What do you think makes NOS sound different?

Hi, Kostas,

A typical transmitted 2-channel digital audio data frame is serial, and consists of a total of 64-bits per 2-channel data frame. That's 32-bits (called a, half-frame) for each of the two channels. Together, the 64-bit frame represents a single matching pair of stereo samples, transmitted serially one after the other in a time-multiplexed fashion. For example, serially, 1Left/1Right, 2Left/2Right, 3Left/3Right, etc. The three samples above represent a total of 3X64-bits = 192 serial audio bits.

This 64-bit frame per 2-channel sample pair format is the same for 16-bit CD samples, as it is for up to 32-bit high-rate samples. When the received sample data resolution exceeds that of a given DAC chip's ability to quantize, the extraneous bits are either dithered (the proper way) to fit the quantizer's capability, or are simply truncated (ignored) to fit. So, for example, should the maximum 32-bit sample be sent to a 16-bit capable DAC, the sample will typically be accepted by the DAC, but will be reduced to 16-bits either by dithering or by truncation before arriving at the DAC chip's 16-bit quantizer unit.
Hi Ken,

Allow me to give some comment to your contribution.
Sending PCM Audio is defined in the AES-3 protocol, which is indeed 32bits per sample, but contains in standard form only 20 bits for audio with the option to extend this to 24 bit.
The rest of the bits are reserved for synchronisation etc.
So it seems not possible to send 32 bit audio at all over USB, AES/EBU or SPDIF, because all are conforming to AES-3.
After having decoded the AES-3 protocol in the DIR (Digital audio Interface Receiver) , data can be converted into I2S, which has a separate BCK, LRCK and Data and can handle up to 32 bits data.
So it seems that when you don't have a direct I2S connection to DAC, which requires three wires, without any USB or whatever converter in between, that you have to conform to the 24 bits max that AES-3 can transmit.


I must say, this is a complex and slippery road, because if true, the ratio of using 32 bit audio files would become questionable.

Hans
 
This is what Bob Katz, a famous recording engineer has to say on the subject:

I won't say I am an absolute expert on dithering, but I am known as an "authority". Clearly, the longer the wordlength is that you truncate to, the less the potential difference between dithering and truncation. For example, the processing in Pro Tools HD is 48 bits fixed point. This can be either dithered to 24 bits using one mixing module or truncated to 24 bits using another. The sonic differences between the two are very subtle, but the dithered mixer wins. There are some crazies out there who prefer the truncated mixer, I say, just as a disclaimer.

Also, keep in mind that the noise of dither is usually inaudible, but the artifacts of not dithering (distortion, loss of depth, loss of soundstage and loss of warmth) are audible. It's also a matter of ear-training.
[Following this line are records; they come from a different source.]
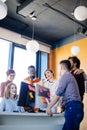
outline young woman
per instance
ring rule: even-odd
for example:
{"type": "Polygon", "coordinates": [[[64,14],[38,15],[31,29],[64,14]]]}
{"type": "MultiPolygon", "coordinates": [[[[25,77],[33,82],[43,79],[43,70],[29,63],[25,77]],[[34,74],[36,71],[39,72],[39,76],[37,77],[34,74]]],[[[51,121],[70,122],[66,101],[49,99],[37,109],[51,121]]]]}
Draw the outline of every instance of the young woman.
{"type": "MultiPolygon", "coordinates": [[[[50,90],[50,101],[51,101],[56,93],[59,81],[54,78],[54,73],[51,69],[46,69],[44,72],[44,76],[46,80],[42,79],[41,85],[50,90]]],[[[52,113],[60,113],[63,111],[62,102],[63,100],[61,97],[60,100],[56,103],[56,105],[52,108],[52,113]]]]}
{"type": "Polygon", "coordinates": [[[4,97],[0,103],[0,111],[24,112],[23,107],[19,107],[17,102],[17,87],[14,83],[9,83],[4,90],[4,97]]]}

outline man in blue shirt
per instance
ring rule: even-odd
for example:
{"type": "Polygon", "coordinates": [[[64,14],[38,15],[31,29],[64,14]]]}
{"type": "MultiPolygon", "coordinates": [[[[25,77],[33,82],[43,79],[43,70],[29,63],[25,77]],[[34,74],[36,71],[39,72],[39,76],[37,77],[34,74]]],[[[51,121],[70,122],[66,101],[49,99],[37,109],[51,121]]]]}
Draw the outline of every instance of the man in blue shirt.
{"type": "Polygon", "coordinates": [[[51,108],[63,96],[65,102],[65,123],[62,130],[79,130],[84,112],[77,82],[70,73],[71,64],[68,60],[62,60],[58,69],[60,75],[59,85],[46,112],[48,116],[52,116],[51,108]]]}

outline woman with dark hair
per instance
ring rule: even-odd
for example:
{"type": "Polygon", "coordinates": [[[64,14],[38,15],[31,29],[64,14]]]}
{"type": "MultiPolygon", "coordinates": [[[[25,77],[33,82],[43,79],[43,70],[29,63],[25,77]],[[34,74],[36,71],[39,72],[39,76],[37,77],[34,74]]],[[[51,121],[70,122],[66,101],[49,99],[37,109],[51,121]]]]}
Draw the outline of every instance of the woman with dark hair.
{"type": "MultiPolygon", "coordinates": [[[[57,90],[59,80],[55,79],[54,73],[51,69],[46,69],[44,72],[44,76],[46,79],[42,79],[41,86],[48,88],[50,90],[50,101],[51,101],[57,90]]],[[[60,100],[55,104],[55,106],[52,107],[52,113],[61,113],[64,109],[63,105],[64,104],[61,97],[60,100]]]]}
{"type": "Polygon", "coordinates": [[[14,83],[9,83],[4,90],[4,97],[0,103],[0,111],[24,112],[23,107],[17,105],[17,87],[14,83]]]}
{"type": "Polygon", "coordinates": [[[13,69],[8,69],[6,72],[6,81],[5,82],[1,82],[0,84],[0,97],[3,98],[4,96],[4,89],[5,86],[7,86],[9,83],[12,83],[14,78],[15,78],[15,71],[13,69]]]}

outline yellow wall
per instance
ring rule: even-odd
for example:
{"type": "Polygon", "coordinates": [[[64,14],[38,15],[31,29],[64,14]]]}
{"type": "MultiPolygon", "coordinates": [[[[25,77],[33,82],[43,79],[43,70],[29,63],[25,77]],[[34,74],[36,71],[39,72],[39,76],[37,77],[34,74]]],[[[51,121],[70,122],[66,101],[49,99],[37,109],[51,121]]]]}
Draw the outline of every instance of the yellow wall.
{"type": "Polygon", "coordinates": [[[70,51],[73,45],[80,47],[80,53],[76,56],[81,61],[80,68],[84,69],[87,73],[87,38],[84,38],[51,51],[49,55],[49,68],[53,69],[56,78],[58,78],[58,62],[73,55],[70,51]]]}

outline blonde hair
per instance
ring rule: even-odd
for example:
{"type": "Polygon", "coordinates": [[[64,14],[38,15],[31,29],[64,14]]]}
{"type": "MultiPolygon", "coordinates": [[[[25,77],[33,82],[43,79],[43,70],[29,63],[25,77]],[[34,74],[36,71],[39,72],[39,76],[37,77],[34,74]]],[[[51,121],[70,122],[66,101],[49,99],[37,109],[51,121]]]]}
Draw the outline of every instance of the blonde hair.
{"type": "MultiPolygon", "coordinates": [[[[7,84],[7,86],[5,87],[5,90],[4,90],[4,98],[9,98],[10,97],[10,89],[11,89],[12,85],[14,85],[15,88],[17,89],[16,84],[14,84],[14,83],[7,84]]],[[[17,94],[15,94],[14,98],[17,98],[17,94]]]]}

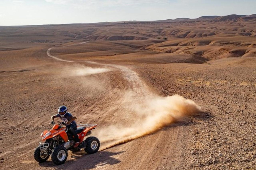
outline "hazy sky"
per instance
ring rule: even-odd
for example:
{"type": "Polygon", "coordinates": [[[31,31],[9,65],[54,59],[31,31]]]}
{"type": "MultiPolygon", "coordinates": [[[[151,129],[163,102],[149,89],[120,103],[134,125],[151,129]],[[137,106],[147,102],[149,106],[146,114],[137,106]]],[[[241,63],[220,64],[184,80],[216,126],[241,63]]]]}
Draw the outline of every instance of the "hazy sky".
{"type": "Polygon", "coordinates": [[[0,0],[0,26],[256,13],[256,0],[0,0]]]}

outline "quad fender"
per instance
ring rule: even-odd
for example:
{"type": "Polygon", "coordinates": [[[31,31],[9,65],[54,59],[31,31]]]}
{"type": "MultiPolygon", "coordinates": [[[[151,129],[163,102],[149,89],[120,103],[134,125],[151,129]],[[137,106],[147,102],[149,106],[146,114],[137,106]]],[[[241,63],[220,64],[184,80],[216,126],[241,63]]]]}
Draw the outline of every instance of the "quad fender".
{"type": "MultiPolygon", "coordinates": [[[[92,126],[89,128],[85,128],[82,132],[79,134],[78,137],[80,139],[80,142],[81,142],[83,141],[83,140],[84,140],[84,137],[85,137],[85,136],[86,135],[87,133],[89,132],[90,132],[91,134],[91,132],[90,131],[92,129],[95,128],[95,127],[96,126],[97,126],[97,125],[96,125],[95,126],[92,126]]],[[[89,134],[88,134],[88,135],[89,134]]]]}
{"type": "Polygon", "coordinates": [[[45,131],[43,131],[41,134],[41,137],[43,137],[48,131],[49,131],[47,130],[45,130],[45,131]]]}
{"type": "MultiPolygon", "coordinates": [[[[58,135],[59,134],[60,135],[60,136],[61,137],[61,138],[64,140],[64,141],[65,141],[65,142],[68,142],[68,135],[67,134],[67,133],[66,133],[65,131],[62,131],[58,134],[58,135]]],[[[56,136],[57,136],[57,135],[55,135],[54,136],[54,137],[56,136]]]]}
{"type": "Polygon", "coordinates": [[[43,137],[42,140],[43,141],[48,139],[52,138],[59,135],[65,142],[67,142],[68,140],[68,137],[65,131],[66,129],[66,128],[63,128],[58,130],[51,130],[49,131],[47,130],[45,130],[44,131],[45,131],[45,135],[43,135],[43,136],[44,137],[43,137]],[[49,133],[49,134],[47,134],[48,133],[49,133]]]}

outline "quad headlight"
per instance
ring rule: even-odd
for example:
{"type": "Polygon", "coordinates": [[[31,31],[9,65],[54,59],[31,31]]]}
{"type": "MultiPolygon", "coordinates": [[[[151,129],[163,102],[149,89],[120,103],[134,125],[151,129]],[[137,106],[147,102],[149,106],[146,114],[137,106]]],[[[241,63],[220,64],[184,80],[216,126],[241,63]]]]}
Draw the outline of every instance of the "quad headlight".
{"type": "Polygon", "coordinates": [[[49,131],[46,134],[45,134],[45,135],[44,135],[44,137],[43,138],[43,139],[44,139],[46,137],[47,137],[48,136],[49,136],[50,135],[51,135],[51,133],[50,131],[49,131]]]}

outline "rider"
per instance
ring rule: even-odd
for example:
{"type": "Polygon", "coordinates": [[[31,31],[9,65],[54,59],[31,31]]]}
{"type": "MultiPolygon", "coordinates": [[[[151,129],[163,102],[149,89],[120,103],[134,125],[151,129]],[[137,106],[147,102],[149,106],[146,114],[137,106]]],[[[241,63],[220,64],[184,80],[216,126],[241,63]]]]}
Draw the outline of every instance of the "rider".
{"type": "Polygon", "coordinates": [[[59,108],[58,112],[59,113],[52,116],[52,124],[54,124],[54,118],[59,118],[64,123],[66,124],[67,128],[69,129],[69,131],[74,136],[76,143],[73,147],[76,147],[79,145],[80,140],[76,134],[75,130],[76,130],[76,123],[75,120],[76,118],[72,116],[72,114],[67,111],[67,108],[65,106],[62,106],[59,108]]]}

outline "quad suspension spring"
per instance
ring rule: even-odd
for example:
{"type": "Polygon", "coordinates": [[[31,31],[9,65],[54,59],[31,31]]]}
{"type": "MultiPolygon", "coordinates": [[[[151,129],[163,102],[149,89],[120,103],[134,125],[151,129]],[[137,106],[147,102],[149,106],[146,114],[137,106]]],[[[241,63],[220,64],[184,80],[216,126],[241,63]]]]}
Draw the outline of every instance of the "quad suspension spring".
{"type": "Polygon", "coordinates": [[[53,147],[55,147],[56,146],[58,146],[58,144],[56,142],[53,142],[53,147]]]}

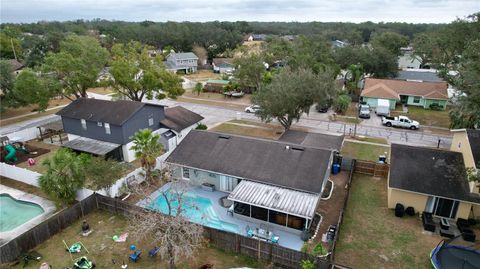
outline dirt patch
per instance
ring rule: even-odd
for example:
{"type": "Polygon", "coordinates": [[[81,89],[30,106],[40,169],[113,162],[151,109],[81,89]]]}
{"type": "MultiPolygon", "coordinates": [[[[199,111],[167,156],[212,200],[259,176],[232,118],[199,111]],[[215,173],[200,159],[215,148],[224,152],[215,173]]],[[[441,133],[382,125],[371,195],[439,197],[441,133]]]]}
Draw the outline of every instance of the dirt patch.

Most people are first trained to recognize timbre, but soundstage depth and dimension, far more subtle quantitles, are what are lost first when truncation is performed instead of dithering.

Next, keep in mind that it doesn't matter if it's a 64-bit engine or a 24-bit engine if it isn't doing any calculation, that is, if there are no filters, EQ, convolution or volume control in the chain. It will take in up to 24-bit information and put it out. But if there is calculation, then all the low-level information in the source is EXPANDED downward into the low level bits of the resulting wordlength, with each little bit being 6 dB less significant. At some point, truncation versus dithering becomes an inaudible difference. But as long as JRiver has a 64-bit engine, then why not generate 64-bits worth of dither information with the amplitude set to 24-bit, and truncate at 24 and not worry where it's safe to cut off.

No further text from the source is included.